As personagens que protagonizam esta história ambientada nos Estados Unidos no final da década de 1970 são experientes jogadores. As diferenças entre os vitoriosos e os perdedores residem numa linha de fé que se rompe quando o desejo fala mais alto. E o vigarista Irving Rosenfeld (Christian Bale) irrompe da mediocridade social para fé absoluta no real. Claro que ele tropeça, mas sempre se levanta sozinho ou com a ajuda da sua companheira de farsa Sydney Prosser (Amy Adams). Amante e parceira de negócios, Prosser dobra o agente do FBI, Richie DiMaso (Bradley Cooper) apenas com a verdade, nada mais que a verdade – algo sobremaneira interessante para uma mentirosa profissional. Eis o momento no qual a corda da inverdade se rompe e tudo passa a ser o contrário do que é.

Irving e Sydney são obrigados a colaborar com o FBI para prender figurões que se corrompem por dinheiro. Nalguma atualização do ditado popular, “ladrão que rouba ladrão colabora com o FBI”. Trágicas verdades de um sistema legal afetado, manipulado ao sabor dos agentes que lhe preenchem as vagas.

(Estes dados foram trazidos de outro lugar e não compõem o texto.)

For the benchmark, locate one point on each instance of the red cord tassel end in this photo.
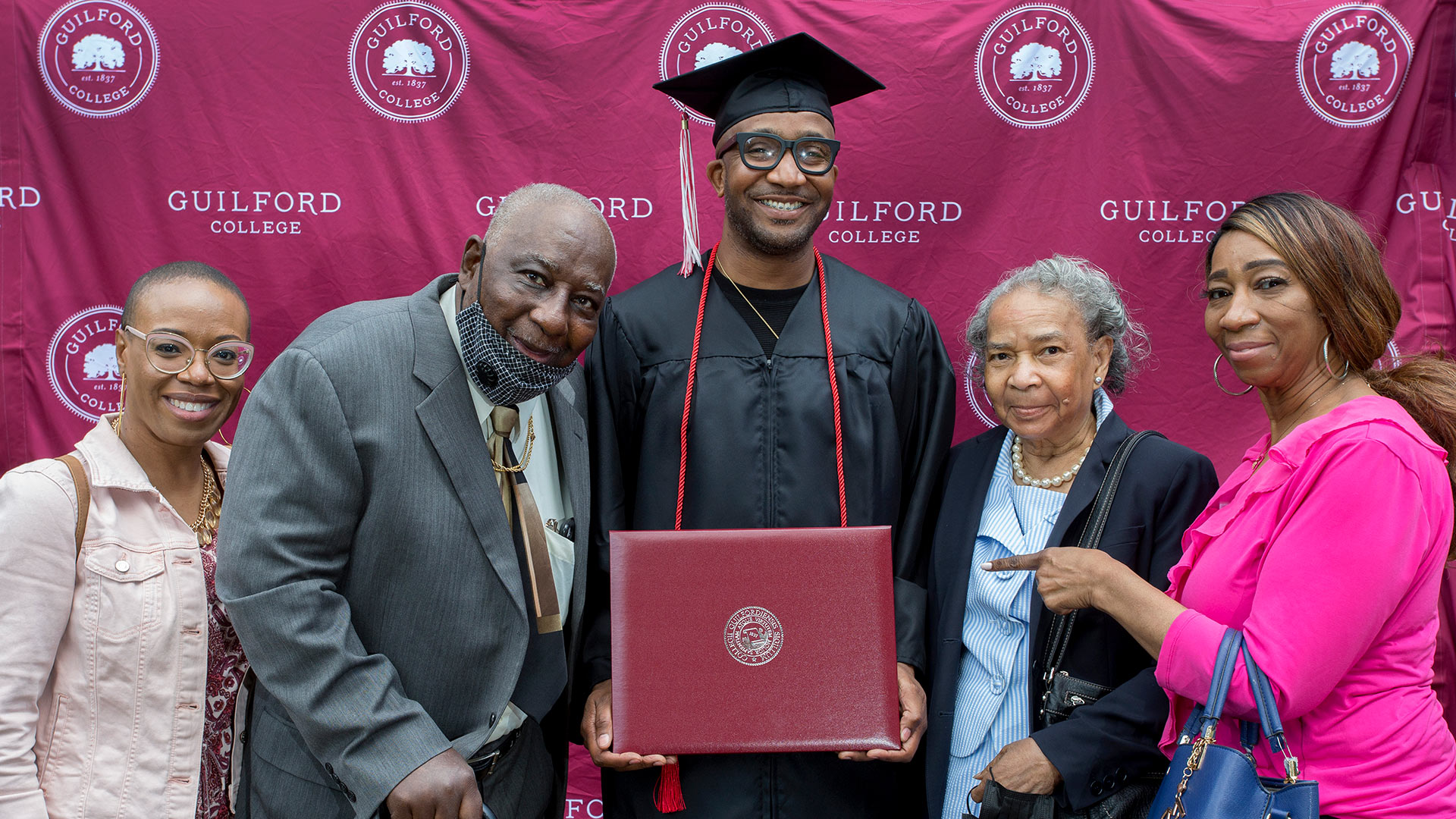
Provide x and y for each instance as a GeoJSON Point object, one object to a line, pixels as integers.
{"type": "Point", "coordinates": [669, 796]}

Numa digressão sociológica, uma brecha para a análise das instituições sociais realizada por Max Webber. Em algum ponto de suas próprias histórias, os fins primeiros das instituições se perdem e o objetivo dos indivíduos que as compõem passa a ser a manutenção de seus privilégios e/ou vantagens. Até mesmo as armadilhas se institucionalizam. Menos uma vitória dos criminosos, mais uma incapacidade da justiça, das leis e de tudo o mais em perceber que a sociedade existe a partir de uma trapaça sem lucro para a imensa maioria de seus integrantes.

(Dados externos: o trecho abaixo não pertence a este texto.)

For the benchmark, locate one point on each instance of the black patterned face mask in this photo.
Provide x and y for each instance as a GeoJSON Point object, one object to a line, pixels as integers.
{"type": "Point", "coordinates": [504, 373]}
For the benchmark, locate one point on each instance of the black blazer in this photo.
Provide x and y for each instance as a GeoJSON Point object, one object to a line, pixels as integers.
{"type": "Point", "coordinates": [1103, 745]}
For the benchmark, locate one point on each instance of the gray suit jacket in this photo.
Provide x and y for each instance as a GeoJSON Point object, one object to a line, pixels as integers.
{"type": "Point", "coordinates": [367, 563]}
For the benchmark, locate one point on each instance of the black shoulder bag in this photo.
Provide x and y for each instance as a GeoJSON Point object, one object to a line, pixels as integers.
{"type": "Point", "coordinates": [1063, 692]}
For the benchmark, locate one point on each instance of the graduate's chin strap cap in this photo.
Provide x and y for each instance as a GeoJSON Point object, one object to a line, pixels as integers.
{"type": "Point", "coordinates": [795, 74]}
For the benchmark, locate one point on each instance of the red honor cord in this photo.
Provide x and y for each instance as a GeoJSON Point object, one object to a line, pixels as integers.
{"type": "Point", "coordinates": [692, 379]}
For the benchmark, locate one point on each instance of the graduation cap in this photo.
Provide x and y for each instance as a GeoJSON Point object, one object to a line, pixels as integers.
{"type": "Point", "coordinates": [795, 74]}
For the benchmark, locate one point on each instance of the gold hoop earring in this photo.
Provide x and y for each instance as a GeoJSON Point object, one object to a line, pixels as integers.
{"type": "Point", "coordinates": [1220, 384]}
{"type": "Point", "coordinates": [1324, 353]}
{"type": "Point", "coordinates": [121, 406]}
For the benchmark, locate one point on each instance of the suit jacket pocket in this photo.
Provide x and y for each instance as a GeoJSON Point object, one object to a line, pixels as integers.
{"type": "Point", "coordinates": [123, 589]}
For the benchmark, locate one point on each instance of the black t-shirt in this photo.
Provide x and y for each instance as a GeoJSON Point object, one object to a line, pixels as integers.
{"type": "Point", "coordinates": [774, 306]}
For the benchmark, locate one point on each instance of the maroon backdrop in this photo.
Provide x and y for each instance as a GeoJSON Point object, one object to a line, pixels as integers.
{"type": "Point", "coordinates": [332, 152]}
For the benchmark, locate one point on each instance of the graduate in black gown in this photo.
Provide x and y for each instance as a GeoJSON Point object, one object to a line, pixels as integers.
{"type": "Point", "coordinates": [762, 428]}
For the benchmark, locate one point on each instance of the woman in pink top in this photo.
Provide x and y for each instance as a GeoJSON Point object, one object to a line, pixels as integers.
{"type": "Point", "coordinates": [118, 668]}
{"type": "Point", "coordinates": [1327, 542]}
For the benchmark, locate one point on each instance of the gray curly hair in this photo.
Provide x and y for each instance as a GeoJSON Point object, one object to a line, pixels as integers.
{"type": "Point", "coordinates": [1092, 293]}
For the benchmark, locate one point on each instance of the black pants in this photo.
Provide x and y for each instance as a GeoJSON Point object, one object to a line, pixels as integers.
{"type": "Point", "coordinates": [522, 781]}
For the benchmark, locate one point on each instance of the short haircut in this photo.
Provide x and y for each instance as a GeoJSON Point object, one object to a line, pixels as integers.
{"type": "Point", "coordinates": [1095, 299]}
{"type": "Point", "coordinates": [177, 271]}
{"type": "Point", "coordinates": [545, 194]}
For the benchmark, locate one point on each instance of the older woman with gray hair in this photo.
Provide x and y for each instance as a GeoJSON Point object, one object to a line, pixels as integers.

Mentir pode não ser necessário, mas parece ser inevitável.

Christian Bale;Amy Adams;Bradley Cooper

F for Fake – Verdades e Mentiras (1973), de Orson Welles


Orson Welles foi um poeta que fez cinema. Fernando Pessoa, que não fez cinema e sim poesia, confirmou que “O poeta é um fingidor. / Finge tão completamente / Que chega a fingir que é dor / A dor que deveras sente”. E quais os limites entre a sinceridade e o fingimento?

No filme F for Fake – Verdades e Mentiras (1973), o diretor, ator e roteirista usa e abusa das linguagens cinematográfica e poética para contar uma história farsesca com elementos de realidade construída. Falsários e falsificadores apresentam relatos conflitantes e, na maioria das vezes, desconfiáveis. E tudo se dá em ritmo de documentário. Ao espectador, resta crer no que mais lhe convém ou, em caso extremo, duvidar de tudo e de todos.

A obra de mestre Cidadão Kane (1941) antecipava o mundo de hoje, deslumbrado em si e por si mesmo. Verdades e Mentiras inverte tal ideia, quase como uma metáfora nestes tempos de pós-verdades. O final do século XX e este início do XXI trouxeram de forma abrupta a negação como postura intelectual, dado que a dúvida deixou de entusiasmar os inteligentes e foi usurpada por idiotas inconsequentes. A pós-modernidade não nos trouxe uma noção de conjunto da obra e, pelo contrário, fragmentou ainda mais as pessoas nesta má distribuída sociedade do capital.

Ainda que F for Fake aborde essencialmente o mundo da pintura, o dilema “realidade versus ficção” pode ser aplicado à sociedade contemporânea. Ao insinuar que o mundo concreto existe mesmo que seja etéreo, Orson Welles, novamente flerta com o jornalismo e a imaginação. Por que novamente? Oras, impossível conhecer sua trajetória nas artes sem levar em conta o episódio no qual dramatizou o livro A Guerra dos Mundos, de H. G. Wells, numa rádio americana em 30 de outubro de 1938. A transmissão narrou com tons jornalísticos uma fictícia invasão de alienígenas, causando uma dose de pânico em algumas pessoas que, desavisadas ou não, entenderam se tratar de um programa real. Ainda que, possivelmente, não fosse a intenção original de Welles naquela ocasião, seu amplo domínio da dramaturgia trouxe à tona um desejo ardente de alguns seres humanos em se deixar iludir – e as fake news atuais tão somente se aproveitam desta característica fragilizada. Qual um poeta, também o próprio autor foi seu maior fingidor.